Overview

The CMT Release Manager is split into several components. The Batch submission system, the Workflow manager, and the Release Manager. These components work together to perform the automated builds in CMT. The Batch submission is at the lowest level. It accepts input from the layers above, such as the Workflow manager, and submits the jobs to lsf. Optionally, it notifies the layer above when jobs have started and when they finished, along with any information such as return code or output. The Workflow manager is a simple rule engine. It submits jobs to the Batch submission system and, based on rules and the output from a job submitted to lsf, it determines the next job to execute. Finally, the Release Manager is a set of scripts that are registered in the Workflow system. The are executed based on the rules set in the Workflow.

Cron system

The cron system is a simple script designed to execute a script at the specified time on the specified host. It's supposed to supplement trscron by allowing us to execute the cron job on several computers at once while only having one computer actually execute the script. The goal is to allow for failover when a host crashes and becomes unavailable for a prolonged period. The information of the cron system is stored in a MySQL database on glastDB.slac.stanford.edu (aka glastlnx01.slac.stanford.edu). The information is used by a script to perform the actions described in it.

Database

The cron system's database contains two tables. The first table is called crontab and contains the same information as what would be stored in the cron command configuration file. The settings table contains information such as which host is the primary host for executing the cron jobs. All other hosts, except the primary one, will not execute the job.

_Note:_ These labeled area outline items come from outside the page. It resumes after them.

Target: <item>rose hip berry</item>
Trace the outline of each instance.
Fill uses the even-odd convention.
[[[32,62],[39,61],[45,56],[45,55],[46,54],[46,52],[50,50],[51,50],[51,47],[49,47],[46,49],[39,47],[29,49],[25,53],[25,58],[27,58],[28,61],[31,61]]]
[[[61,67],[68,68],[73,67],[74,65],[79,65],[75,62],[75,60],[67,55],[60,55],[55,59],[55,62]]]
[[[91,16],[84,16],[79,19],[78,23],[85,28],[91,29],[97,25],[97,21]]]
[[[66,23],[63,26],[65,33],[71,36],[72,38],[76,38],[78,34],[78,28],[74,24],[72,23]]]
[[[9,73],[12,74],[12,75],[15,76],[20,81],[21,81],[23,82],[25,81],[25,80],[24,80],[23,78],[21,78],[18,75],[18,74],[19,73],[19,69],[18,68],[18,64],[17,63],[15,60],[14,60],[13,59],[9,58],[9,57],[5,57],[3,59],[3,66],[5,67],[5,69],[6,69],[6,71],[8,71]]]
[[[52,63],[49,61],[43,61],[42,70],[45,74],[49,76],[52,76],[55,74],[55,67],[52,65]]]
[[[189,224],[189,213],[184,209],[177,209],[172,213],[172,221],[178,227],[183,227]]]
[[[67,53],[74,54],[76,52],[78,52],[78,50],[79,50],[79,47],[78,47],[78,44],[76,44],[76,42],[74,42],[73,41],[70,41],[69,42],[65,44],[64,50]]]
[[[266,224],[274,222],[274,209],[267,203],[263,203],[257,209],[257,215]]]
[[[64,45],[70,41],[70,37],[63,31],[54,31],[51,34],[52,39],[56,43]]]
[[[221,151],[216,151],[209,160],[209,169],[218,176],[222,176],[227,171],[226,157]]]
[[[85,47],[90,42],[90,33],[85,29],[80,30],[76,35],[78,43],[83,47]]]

The crontab table is organized as follows:

+------------+--------------+------+-----+---------+-------+
| Field      | Type         | Null | Key | Default | Extra |
+------------+--------------+------+-----+---------+-------+
| user       | varchar(255) |      |     | glast   |       |
| minute     | varchar(255) |      |     | *       |       |
| hour       | varchar(255) |      |     | *       |       |
| dayOfMonth | varchar(255) |      |     | *       |       |
| month      | varchar(255) |      |     | *       |       |
| dayOfWeek  | varchar(255) |      |     | *       |       |
| command    | varchar(255) |      |     |         |       |
+------------+--------------+------+-----+---------+-------+

The user field contains the user under which the cron job should be executed. All other fields are identical to the cron command and will not be explained here.

The settings table is organized as follows:

+-------+--------------+------+-----+---------+-------+
| Field | Type         | Null | Key | Default | Extra |
+-------+--------------+------+-----+---------+-------+
| name  | varchar(255) |      |     |         |       |
| value | varchar(255) |      |     |         |       |
+-------+--------------+------+-----+---------+-------+

The settings table contains only name/value pairs to describe the settings. Currently supported name/value pairs are:

master - The value field for this name field will contain which host is considered the master. Cron jobs only execute on the master.
runTime - This field controls how long the cron script will remain running before it shuts down.

The runTime field is meant as a workaround to afs tokens. Since afs tokens expire, this shuts down the cron script. A new instance of the script is started shortly after by trscron with a new afs token.

Batch Submission

The Batch submission system consists of two a few simple scripts and a simple database system. Its only purpose is to submit jobs to lsf and notify the caller of the job when it has finished. Additionally, it provides the caller with the return code information as well as any output produced. Due to technical difficulties, the Batch submission system does not guarantee that it can provide the output or the return code. The central information about the Batch submission system is stored in a MySQL database. This database is accessed by a bunch of scripts to perform the tasks described in it. Additionally, the information in the database is displayed visually on a webpage.

Database

The database table for the Batch Submission system is stored on glastDB.slac.stanford.edu (aka glastlnx01.slac.stanford.edu). The database name is bsub and contains a single table entry named jobs.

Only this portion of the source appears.